Lexipedia

24.4519 · Motion · 2024-12-19

Département de la défense, de la protection de la population et des sports

Attribué à la commission compétente

Wortlaut

Le Conseil fédéral est chargé de mettre en place une stratégie visant à combattre la désinformation. Dans le contexte géopolitique actuel, les campagnes de propagande représentent un véritable danger. Le Réseau national de sécurité a d’ailleurs identifié la désinformation comme une importante menace pour notre pays.

Begründung

La désinformation, en tant qu’instrument d’influence, a toujours existé. Mais aujourd’hui, les « fake news », les théories du complot foisonnent, sur les réseaux sociaux notamment. Ces méthodes redoutables n’ont plus aucune limite. Elles cherchent aussi bien à fragiliser les Etats qu’à saper la confiance des citoyens à l’égard de nos institutions et de nos démocraties. Les valeurs que nous avons héritées du siècle des Lumières sont remises en question.

Le développement des technologies numériques liées à l'intelligence artificielle a encore amplifié le phénomène. Il permet de conduire efficacement des campagnes de désinformation et de subversion. Ces dernières ont ainsi atteint un niveau jamais inégalé dans l'histoire. Résultat, il est de plus en plus difficile de distinguer le vrai du faux.

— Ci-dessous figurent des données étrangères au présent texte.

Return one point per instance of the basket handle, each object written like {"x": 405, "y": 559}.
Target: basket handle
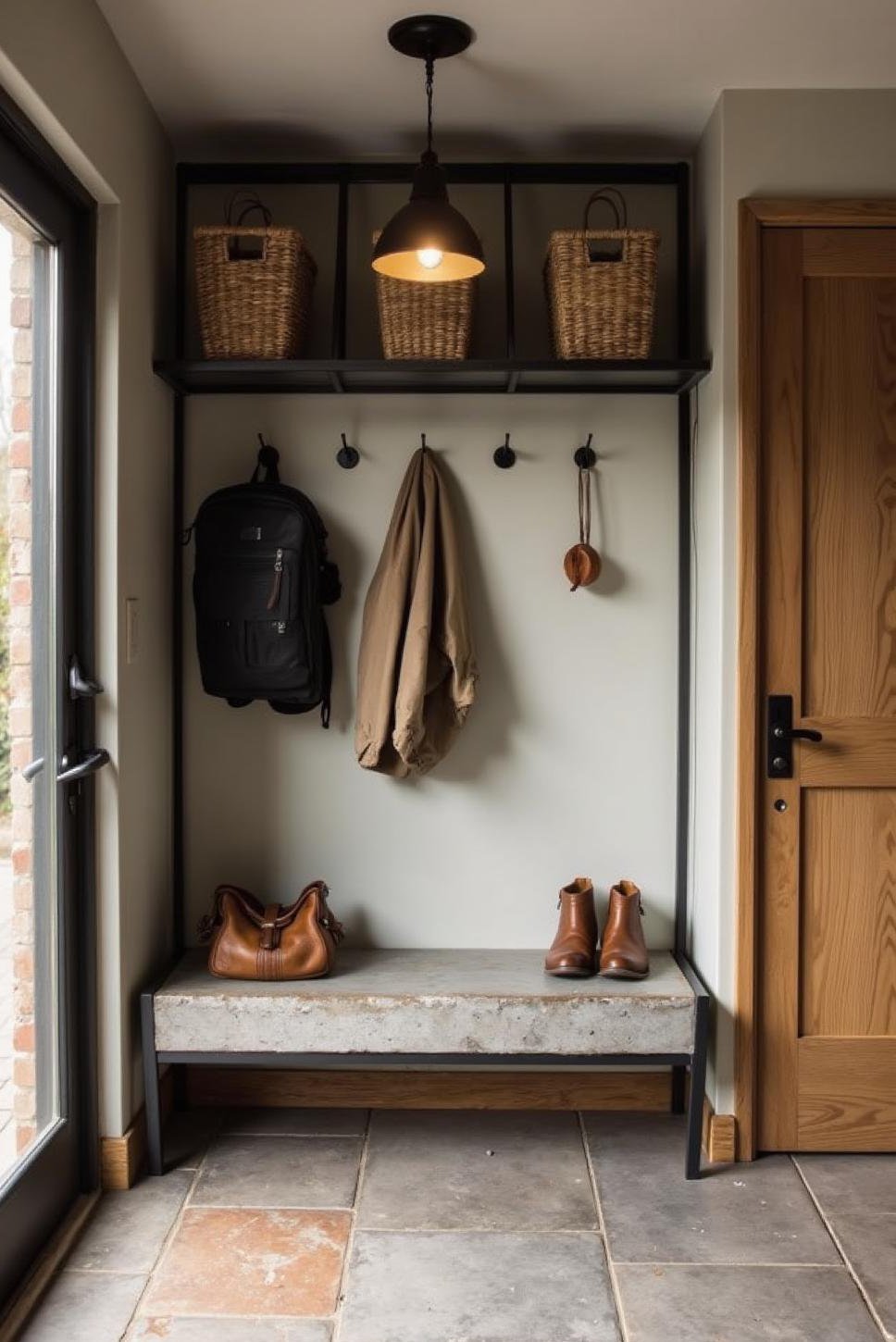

Au surplus, la désinformation augmente le risque de radicalisation, qui peut elle-même engendrer la violence. Les personnes radicalisées les plus susceptibles de commettre des attentats sont inspirées par la propagande.

Les démocraties du monde entier sont inquiètes face à l’explosion de ce poison. Le combat contre la désinformation est en train de s'organiser. Que fait la Suisse ? La réponse du Conseil fédéral à ma question 24.7810 n'est pas convaincante sur sa volonté d’agir.

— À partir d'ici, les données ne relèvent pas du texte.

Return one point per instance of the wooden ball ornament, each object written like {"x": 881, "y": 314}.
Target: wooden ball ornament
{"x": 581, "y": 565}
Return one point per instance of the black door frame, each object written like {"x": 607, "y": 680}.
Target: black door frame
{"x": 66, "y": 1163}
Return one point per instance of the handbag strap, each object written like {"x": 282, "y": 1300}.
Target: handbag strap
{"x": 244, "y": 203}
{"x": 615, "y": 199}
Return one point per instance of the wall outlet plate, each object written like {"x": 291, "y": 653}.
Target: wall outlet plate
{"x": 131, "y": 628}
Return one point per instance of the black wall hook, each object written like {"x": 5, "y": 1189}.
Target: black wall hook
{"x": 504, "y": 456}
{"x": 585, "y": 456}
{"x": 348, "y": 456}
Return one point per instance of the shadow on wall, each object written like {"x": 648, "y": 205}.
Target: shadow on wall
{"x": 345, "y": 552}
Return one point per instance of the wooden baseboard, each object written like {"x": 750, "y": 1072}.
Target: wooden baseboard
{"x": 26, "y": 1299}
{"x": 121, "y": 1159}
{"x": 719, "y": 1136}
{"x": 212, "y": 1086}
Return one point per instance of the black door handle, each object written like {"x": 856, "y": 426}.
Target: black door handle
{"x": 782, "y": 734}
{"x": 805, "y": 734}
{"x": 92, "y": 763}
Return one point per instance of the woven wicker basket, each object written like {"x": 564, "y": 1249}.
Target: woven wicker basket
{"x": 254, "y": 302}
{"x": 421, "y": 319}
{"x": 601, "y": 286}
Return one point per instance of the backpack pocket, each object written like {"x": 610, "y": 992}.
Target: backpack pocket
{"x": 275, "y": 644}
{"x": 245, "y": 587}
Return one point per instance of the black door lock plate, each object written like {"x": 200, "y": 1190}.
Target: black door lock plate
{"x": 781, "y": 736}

Même si le Conseil fédéral admet qu’il faudrait accorder davantage d’attention à cette problématique, il n’y a actuellement aucune évaluation de l'ampleur de la menace ni de stratégie pour sa gestion. Nous n'avons pas les outils nécessaires pour lutter contre les campagnes de déstabilisation. La coordination des divers organes de surveillance est insuffisante. Et les mesures d’anticipation pour nous en prémunir manquent.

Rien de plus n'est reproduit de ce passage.